Let's see how many clusters and how many data points per clusters we have.

In :
data.frame(table(Z))%>%
ggplot() +
geom_col(aes(Z, Freq), width=.5) +
theme_minimal() In :
data.frame(X=X, Z=as.factor(Z)) %>%
ggplot() +
geom_point(aes(X.1, X.2, col=Z)) +
theme_minimal() #### Posterior inference using Gibbs sampling¶

We randomly initialize the cluster assignments and set all customers to table 1. Hyperparameter $\alpha$ controls the probability of opening a new table.

In :
# initialization of the cluster assignments
K <- 1
zs <- rep(K, n)
alpha <- 5
tables <- n


We assume the covariances to be known.

In :
mu.prior <- matrix(c(0, 0), ncol = 2)
sigma.prior <- diag(p)
q.prior <- solve(sigma.prior)


Base distribution $\mathcal{G}_0$:

In :
sigma0 <- diag(p)
prec0 <- solve(sigma0)
mu0 <- rep(0, p)


To infer the posterior we would use the Gibbs sampler described above.
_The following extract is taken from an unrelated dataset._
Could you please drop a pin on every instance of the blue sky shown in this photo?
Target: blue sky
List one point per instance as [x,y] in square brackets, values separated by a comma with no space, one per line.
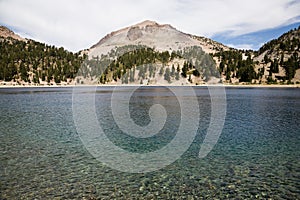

Here, I am only interested in the most likely assignment, i.e. the MAP of $Z$.

In :
for (iter in seq(100))
{
for (i in seq(n))
{
# look at data x_i and romove its statistics from the clustering
zi <- zs[i]
tables[zi] <- tables[zi] - 1
if (tables[zi] == 0) {
K <- K - 1
zs[zs > zi] <- zs[zs > zi] - 1
tables <- tables[-zi]
mu.prior <- mu.prior[-zi, ]
}

# compute posterior probabilitites P(z_i \mid z_-i, ...)
no_i <- seq(n)[-i]
probs <- sapply(seq(K), function(k) {
crp <- sum(zs[no_i] == k) / (n + alpha - 1)
lik <- mvtnorm::dmvnorm(X[i, ], mu.prior[k,], sigma.prior)
crp * lik
})

# compute probability for opening up a new one
crp <- alpha / (n + alpha - 1)
lik <- mvtnorm::dmvnorm(X[i, ], mu0, sigma.prior + sigma0)
probs <- c(probs, crp * lik)
probs <- probs / sum(probs)

# sample new z_i according to the conditional posterior above
z_new <- which.max(probs)
if (z_new > K) {
K <- K + 1
tables <- c(tables, 0)
mu.prior <- rbind(mu.prior, mvtnorm::rmvnorm(1, mu0, sigma0))
}
zs[i] <- z_new
tables[z_new] <- tables[z_new] + 1

# compute conditional posterior P(mu \mid ...)
for(k in seq(K)) {
Xk <- X[zs == k, ,drop=FALSE]
lambda <- solve(q.prior + tables[k] * q.prior)
nominator <- tables[k] * q.prior %*% apply(Xk, 2, mean)
mu.prior[k, ] <- mvtnorm::rmvnorm(1, lambda %*% nominator, lambda)
}
}
}


Let's see if that worked out!

In :
data.frame(X=X, Z=as.factor(zs)) %>%
ggplot() +
geom_point(aes(X.1, X.2, col=Z)) +
theme_minimal() Except for the lone guy on top the clustering worked nicely.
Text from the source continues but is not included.